After (I had to replace the section going back to the nav desk after I took this picture because I noticed the crimp wasn't correct after looking at this pic)
20240507_190453.jpg
I thought it would be somewhat straight forward because I was able to pull the existing RG-59 up the mast to gain slack when I replaced the antenna and put a new PL-259 connector on the end, but now I'm second guessing that assumption.

Yesterday, I put an endoscope in the wiring exit hole at the base of the mast and realized the existing cable is run down the wiring channel behind the sail track. It exits the channel a few inches above the base of the mast and comes out on the port side of the mast. I'm not sure what's happening at the top. All I can see is is enters the mast at the top of the masthead, but I'm not sure how it gets from there to the wiring channel. There wasn't that much resistance, but I'm planning on replacing the RG-59 with RG-213. Any advice would be greatly appreciated!
 

Nick J

Contributing Partner
Moderator
Blogs Author
Now that I have the mast out for a full rebuild, I thought it would be good to follow up this for anyone else wondering about this in the future. I think it may be possible to pull a new coax through the wiring channel with the mast up, but a lot of variables have to be in place:
  • The cable can't be secured anywhere in the mast - If yours is loose like mine was, you may have a chance, but this isn't a good way to install a new cable because there's nothing taking the vertical strain of weight of the cable. I used multiple cable anchors at the top and added globs of silicone every 4' to reduce cable slap at anchor. There's no way anyone would be able to pull a new cable in my mast now, but it should be much quieter at anchor.
  • Entrance and exit points in the channel are tight and can be rough - even if you are able to get the new cable pulled through, there's a good chance you would damage the outside coating and potentially ground the shield on the mast or put a bend in the cable that would reduce the insulation between the center conductor and the shield.
  • the transition from the old cable to the new cable would have to be extremely smooth to avoid catching on the existing wires or exit points
Top exit before I added heat shrink protection and cable clamps:
20250617_183546.jpg

Exit at the bottom of the channel:
20250617_183453.jpg


Silicone globs:

20250619_141519.jpg
 

bgary

Advanced Beginner
Blogs Author
I think it would be darn near impossible to pull coax through with the mast up.

I did mine with the mast out, as you did. I did a drip-loop outside the mast at the top just below the antenna mount. I secured the cable with a couple of cable ties inside the mast at the top to carry the load (yeah, I know that'll make it impossible to pull new cable with the mast up, but I didn't think that was ever a viable approach anyway).

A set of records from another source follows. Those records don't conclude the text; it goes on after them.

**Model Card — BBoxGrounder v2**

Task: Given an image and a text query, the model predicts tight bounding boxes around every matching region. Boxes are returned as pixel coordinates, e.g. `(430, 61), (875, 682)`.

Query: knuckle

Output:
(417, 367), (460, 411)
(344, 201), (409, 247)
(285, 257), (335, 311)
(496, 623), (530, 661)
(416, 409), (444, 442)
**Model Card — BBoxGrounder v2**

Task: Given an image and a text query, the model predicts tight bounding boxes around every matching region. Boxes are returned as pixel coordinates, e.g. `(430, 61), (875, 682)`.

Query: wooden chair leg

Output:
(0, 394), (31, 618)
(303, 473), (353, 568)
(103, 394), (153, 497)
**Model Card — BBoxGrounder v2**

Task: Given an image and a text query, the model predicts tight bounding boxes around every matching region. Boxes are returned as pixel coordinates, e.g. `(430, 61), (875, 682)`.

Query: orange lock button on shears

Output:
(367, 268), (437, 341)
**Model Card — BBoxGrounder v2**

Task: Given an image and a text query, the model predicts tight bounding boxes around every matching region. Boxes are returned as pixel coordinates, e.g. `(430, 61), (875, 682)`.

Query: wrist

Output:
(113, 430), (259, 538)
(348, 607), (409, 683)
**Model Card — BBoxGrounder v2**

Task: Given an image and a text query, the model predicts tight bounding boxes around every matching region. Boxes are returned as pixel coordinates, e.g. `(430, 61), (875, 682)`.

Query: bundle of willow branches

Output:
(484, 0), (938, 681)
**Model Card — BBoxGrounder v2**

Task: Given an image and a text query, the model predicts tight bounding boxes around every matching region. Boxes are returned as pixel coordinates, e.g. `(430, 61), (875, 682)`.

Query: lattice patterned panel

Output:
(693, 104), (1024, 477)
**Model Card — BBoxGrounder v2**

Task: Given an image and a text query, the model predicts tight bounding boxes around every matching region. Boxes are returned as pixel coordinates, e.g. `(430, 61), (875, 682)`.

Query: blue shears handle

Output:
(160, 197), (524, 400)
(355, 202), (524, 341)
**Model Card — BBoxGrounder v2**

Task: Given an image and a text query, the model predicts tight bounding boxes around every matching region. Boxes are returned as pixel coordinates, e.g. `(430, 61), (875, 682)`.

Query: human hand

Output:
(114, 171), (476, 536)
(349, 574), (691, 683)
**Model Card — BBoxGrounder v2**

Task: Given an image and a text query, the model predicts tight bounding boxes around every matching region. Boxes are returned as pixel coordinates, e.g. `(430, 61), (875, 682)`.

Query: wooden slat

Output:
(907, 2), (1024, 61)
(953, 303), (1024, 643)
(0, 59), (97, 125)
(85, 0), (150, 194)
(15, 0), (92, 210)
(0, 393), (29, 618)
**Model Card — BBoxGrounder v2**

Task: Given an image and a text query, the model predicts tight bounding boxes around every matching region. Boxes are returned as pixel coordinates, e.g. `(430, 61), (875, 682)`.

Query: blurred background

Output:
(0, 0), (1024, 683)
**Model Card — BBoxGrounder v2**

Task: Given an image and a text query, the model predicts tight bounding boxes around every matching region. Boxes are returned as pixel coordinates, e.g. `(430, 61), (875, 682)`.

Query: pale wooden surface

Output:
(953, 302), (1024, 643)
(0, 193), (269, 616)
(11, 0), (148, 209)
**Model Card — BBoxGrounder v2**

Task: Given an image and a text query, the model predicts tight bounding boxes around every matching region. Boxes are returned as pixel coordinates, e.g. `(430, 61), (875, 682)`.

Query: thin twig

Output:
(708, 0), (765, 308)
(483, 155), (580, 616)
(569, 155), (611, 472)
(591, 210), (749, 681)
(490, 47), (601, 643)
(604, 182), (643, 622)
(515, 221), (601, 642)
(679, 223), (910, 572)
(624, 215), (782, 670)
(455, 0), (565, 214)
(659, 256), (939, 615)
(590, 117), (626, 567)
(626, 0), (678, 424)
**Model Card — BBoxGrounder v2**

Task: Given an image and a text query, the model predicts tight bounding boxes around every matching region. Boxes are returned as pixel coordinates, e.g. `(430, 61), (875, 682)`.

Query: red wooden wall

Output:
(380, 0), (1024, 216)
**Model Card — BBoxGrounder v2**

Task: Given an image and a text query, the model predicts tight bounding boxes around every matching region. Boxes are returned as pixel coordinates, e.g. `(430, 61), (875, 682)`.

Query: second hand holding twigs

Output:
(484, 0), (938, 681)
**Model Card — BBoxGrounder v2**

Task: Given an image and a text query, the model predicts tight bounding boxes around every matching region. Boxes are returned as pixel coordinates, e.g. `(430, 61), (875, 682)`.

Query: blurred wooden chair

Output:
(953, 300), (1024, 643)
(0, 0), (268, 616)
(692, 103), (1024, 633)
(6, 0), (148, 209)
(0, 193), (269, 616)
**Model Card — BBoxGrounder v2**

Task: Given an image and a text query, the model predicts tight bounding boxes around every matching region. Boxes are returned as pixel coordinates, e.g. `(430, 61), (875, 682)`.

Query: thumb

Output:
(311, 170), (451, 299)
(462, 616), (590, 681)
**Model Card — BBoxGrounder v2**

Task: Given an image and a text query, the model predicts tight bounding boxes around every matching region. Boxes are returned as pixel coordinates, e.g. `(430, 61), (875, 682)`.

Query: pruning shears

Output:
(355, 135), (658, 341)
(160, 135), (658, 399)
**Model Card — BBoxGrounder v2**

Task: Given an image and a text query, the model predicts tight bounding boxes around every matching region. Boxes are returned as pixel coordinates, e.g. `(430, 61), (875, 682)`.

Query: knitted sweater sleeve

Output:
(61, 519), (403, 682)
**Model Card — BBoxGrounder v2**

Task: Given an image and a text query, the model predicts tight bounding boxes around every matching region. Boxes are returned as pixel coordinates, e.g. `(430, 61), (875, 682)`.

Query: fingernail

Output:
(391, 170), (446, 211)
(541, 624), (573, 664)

One note - too late to help you, but might help others - my HAM buddies highly recommended LMR-400 "ultraflex" coax, very good spec and since it is designed for HAM antennae out in the weather, pretty good moisture resistance. I bought a sample to play with and found it to be too thick (0.400" in diameter), and very stiff - bend radius is something like 4", which would make it hard to (e.g.) route it from some of the corners between mast heel and nav stations. What I found was that they also make LMR-240, which has nearly as good a spec, is much thinner (0.240"), and much more flexible. FWIW

B
 

Nick J

Contributing Partner
Moderator
Blogs Author
I chose Rg 213 because it has tinned copper and slightly better attenuation than LMR 240. In hindsight, I would go with LMR 240 because it's lighter and the difference in attenuation is negligible. I also ended up using every bit of the minimum 2" bend radius at the top of the mast. Having a little more flexibility would be nice.